I was dying to ask either the professor or Lalaine herself how the two of them met, and more than that, how they ended up being man and wife. I mean, what ever did they see in each other? But of course, silly, I knew what he saw in her, I could see that even with my eyes shut. But what about Lalaine? I could understand her developing a schoolgirl crush on him, especially if he put on that Minnesota affect and gave his sophomore-class version of his lecture on Rizal’s women and free love in the nineteenth century. Truth be told, in his younger days the professor might have been found attractive by some women from a certain angle, especially women who liked stray cats and boys with cowlicks and otherwise smart men who needed to be helped with the simplest things, like using an ATM card. And did the professor have any money? It’s a fair thing to ask. From what I’d gathered — and I would hear this again at the wake, not that too many family members bothered to show up — there had been a farm in Quezon Province, somewhere on that long, ragged, storm-bitten eastern shore nobody really wants to call home. The professor’s mother had wanted him to become a priest; his father a lawyer or a businessman. Both parents expected their only son to get married, but they died long before Lalaine stepped into his life — or did he step into hers?
Almost as soon as Lalaine appeared beside the professor on campus, the predictable gossip swirled about her being a bargirl he’d met during a semester spent doing research down south, maybe while he was trying to figure out how the plague that ravaged Brazil’s coffee industry reached Sibutu’s liberica plantations in 1888. Nobody thought to ask Lalaine for her CV, or they assumed she was some graduate assistant like me.
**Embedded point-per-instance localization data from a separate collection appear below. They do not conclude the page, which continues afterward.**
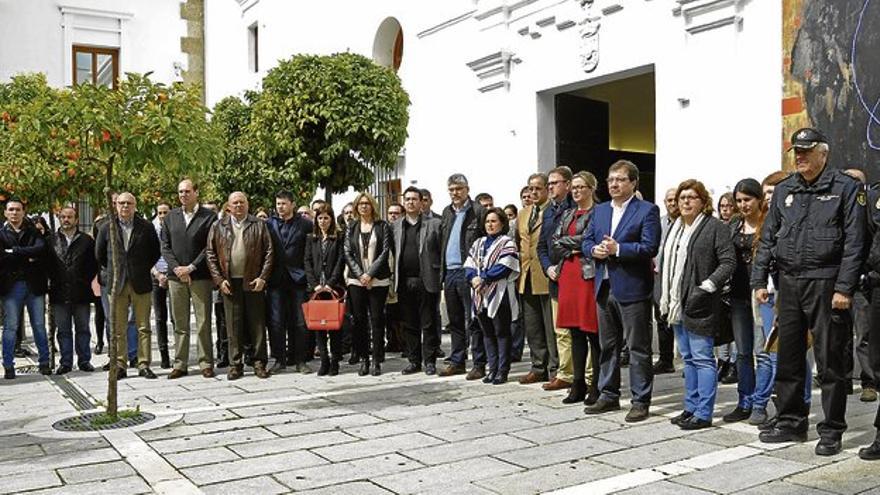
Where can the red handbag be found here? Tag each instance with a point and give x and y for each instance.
(325, 310)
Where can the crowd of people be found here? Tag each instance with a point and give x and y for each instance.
(786, 267)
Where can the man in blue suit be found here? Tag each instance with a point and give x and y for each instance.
(623, 238)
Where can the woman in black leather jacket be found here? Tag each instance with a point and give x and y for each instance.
(323, 262)
(368, 244)
(577, 300)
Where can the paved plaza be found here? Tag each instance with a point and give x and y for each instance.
(396, 434)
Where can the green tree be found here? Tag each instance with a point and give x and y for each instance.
(141, 137)
(329, 120)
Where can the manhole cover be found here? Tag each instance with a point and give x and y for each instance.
(29, 369)
(93, 422)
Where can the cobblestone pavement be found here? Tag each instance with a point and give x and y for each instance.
(397, 434)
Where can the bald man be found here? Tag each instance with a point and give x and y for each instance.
(240, 259)
(139, 250)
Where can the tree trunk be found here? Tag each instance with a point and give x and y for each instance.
(112, 290)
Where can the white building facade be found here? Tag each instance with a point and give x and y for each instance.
(503, 88)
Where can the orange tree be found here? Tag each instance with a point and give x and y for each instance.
(90, 140)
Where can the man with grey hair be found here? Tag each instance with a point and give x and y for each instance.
(462, 223)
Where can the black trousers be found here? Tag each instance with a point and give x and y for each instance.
(418, 307)
(160, 312)
(581, 343)
(368, 309)
(805, 304)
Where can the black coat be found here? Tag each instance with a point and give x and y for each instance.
(72, 272)
(184, 245)
(329, 266)
(380, 268)
(27, 257)
(143, 252)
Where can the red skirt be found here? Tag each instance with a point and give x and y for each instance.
(577, 299)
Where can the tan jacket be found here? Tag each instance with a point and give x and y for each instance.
(257, 244)
(527, 242)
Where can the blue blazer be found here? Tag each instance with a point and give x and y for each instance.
(638, 235)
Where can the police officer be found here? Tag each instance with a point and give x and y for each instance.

Even at the wake, nobody thought to ask her sensible questions like, So have you thought of donating his papers to the university archives? or, Isn’t it wonderful that Professor Umali came to pay his respects? If there was anyone who would have wanted the professor dead, it was Calixto Umali. He had been a thorn in the professor’s side for ages — at one time, his protégé, like me, and then his rival and archcritic, especially after he’d returned with his PhD from Leipzig — you know, where Goethe, Wagner, and Nietzsche all wore the school jersey — taking every opportunity to dispute the professor’s theories and gathering his own coterie of departmental groupies around him, the kind with braces on their teeth. Umali cut quite a figure as well, with a full shock of hair, like a crown. Sometimes I think the professor brought Lalaine back from Sibutu and married her — cake, bouquet, pigeon, and all — just to prove that he knew something more about life than migration theories and why empires crumble.